Bovendien trekt klager de onpartijdigheid van de notaris in twijfel. Zij heeft zich weliswaar teruggetrokken uit de zaak, maar vervolgens wel haar vroegere kantoorgenoot <B> ingeschakeld.

De notaris stelt zich op het standpunt dat zij ten dezen correct heeft gehandeld. De notaris wijst op de wettelijke mogelijkheid voor een notaris om eigen onderzoek ter zake van identificatie achterwege te laten als identificatie al heeft plaatsgevonden door een andere notaris. Daarbij, zo stelt de notaris, heeft zij de plicht om de identificatie gegevens en bescheiden inzake de identiteit van een cliënt onverwijld ter beschikking te stellen aan de notaris bij wie zij bedoelde cliënt introduceert.

Voor zover het gaat om het e-mailadres van klager heeft de notaris aangegeven dat zij meer dan eens van klager heeft gehoord dat hij geen aangetekende post wenst te ontvangen en dat hij per e‑mail wil corresponderen.
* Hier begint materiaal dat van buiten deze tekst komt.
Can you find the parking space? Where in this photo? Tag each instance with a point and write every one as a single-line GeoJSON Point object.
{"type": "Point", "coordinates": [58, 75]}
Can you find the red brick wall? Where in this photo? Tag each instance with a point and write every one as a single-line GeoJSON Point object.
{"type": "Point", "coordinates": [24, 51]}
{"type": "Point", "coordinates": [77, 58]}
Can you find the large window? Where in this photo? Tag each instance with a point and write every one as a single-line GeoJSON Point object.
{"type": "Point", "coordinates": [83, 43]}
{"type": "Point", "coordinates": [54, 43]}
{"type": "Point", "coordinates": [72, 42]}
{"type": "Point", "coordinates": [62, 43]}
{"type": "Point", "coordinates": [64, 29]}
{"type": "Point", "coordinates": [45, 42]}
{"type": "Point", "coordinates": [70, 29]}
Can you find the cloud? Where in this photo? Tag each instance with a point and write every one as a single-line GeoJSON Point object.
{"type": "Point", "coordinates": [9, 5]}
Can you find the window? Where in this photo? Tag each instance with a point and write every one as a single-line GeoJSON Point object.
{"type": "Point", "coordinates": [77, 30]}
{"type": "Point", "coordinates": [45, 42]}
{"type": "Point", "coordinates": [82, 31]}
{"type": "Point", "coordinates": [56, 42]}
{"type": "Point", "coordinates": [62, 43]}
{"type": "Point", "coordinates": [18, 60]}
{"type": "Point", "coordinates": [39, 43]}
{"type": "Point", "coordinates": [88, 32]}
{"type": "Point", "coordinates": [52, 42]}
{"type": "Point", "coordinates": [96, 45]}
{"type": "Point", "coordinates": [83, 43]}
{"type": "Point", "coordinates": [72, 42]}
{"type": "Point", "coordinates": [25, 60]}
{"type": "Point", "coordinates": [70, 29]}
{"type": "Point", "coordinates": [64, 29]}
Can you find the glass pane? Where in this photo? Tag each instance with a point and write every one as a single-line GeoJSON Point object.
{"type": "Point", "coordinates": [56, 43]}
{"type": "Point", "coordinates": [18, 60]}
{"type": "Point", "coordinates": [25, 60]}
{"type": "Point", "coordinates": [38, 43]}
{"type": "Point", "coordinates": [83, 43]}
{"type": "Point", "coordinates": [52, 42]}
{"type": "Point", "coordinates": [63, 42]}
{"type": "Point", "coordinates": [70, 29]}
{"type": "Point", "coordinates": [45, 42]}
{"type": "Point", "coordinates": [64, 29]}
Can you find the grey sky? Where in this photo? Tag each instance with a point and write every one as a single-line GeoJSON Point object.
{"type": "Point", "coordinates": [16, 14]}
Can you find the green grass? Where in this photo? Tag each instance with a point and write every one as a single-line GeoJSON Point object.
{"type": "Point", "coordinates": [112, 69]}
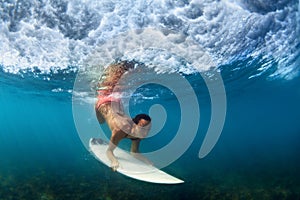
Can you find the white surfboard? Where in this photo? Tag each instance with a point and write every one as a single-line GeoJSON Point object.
{"type": "Point", "coordinates": [130, 166]}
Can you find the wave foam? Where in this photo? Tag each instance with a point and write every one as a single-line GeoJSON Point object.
{"type": "Point", "coordinates": [48, 34]}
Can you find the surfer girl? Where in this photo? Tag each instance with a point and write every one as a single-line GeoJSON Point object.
{"type": "Point", "coordinates": [109, 109]}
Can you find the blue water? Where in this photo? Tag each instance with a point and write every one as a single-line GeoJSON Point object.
{"type": "Point", "coordinates": [255, 49]}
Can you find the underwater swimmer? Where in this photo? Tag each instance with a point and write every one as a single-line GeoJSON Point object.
{"type": "Point", "coordinates": [109, 109]}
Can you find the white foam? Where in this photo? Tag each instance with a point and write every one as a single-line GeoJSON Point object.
{"type": "Point", "coordinates": [220, 31]}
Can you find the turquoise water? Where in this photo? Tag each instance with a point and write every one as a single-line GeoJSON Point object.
{"type": "Point", "coordinates": [257, 155]}
{"type": "Point", "coordinates": [48, 49]}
Notaris <B> is daarover geïnformeerd door de notaris.

In zijn repliek legt klager uit hoe de contacten met de notaris zijn verlopen. Naar zijn mening heeft hij duidelijk aangegeven dat hij wel wilde komen om de akte van levering te tekenen, maar dan moesten er nog wel enkele punten worden aangepast. Dat zou de notaris nog bespreken met de advocaat van zijn voormalige echtgenote. Voor dat soort communicatie zou gebruik worden gemaakt van e-mailverkeer. Vervolgens heeft klager uitvoerig uitgelegd op welke wijze hij naar zijn mening is gedupeerd door de akte die door notaris <B> is gepasseerd.

5       Overwegingen

Ingevolge artikel 98, eerste lid, Wna zijn notarissen en kandidaat-notarissen aan tuchtrechtspraak onderworpen ter zake van enig handelen of nalaten in strijd met hetzij enige bij of krachtens deze wet gegeven bepaling of een op deze wet berustende verordening, hetzij met de zorg die zij als notarissen of kandidaat-notarissen behoren te betrachten ten opzichte van degenen te wier behoeve zij optreden en ter zake van enig handelen of nalaten dat een behoorlijk notaris of kandidaat-notaris niet betaamt.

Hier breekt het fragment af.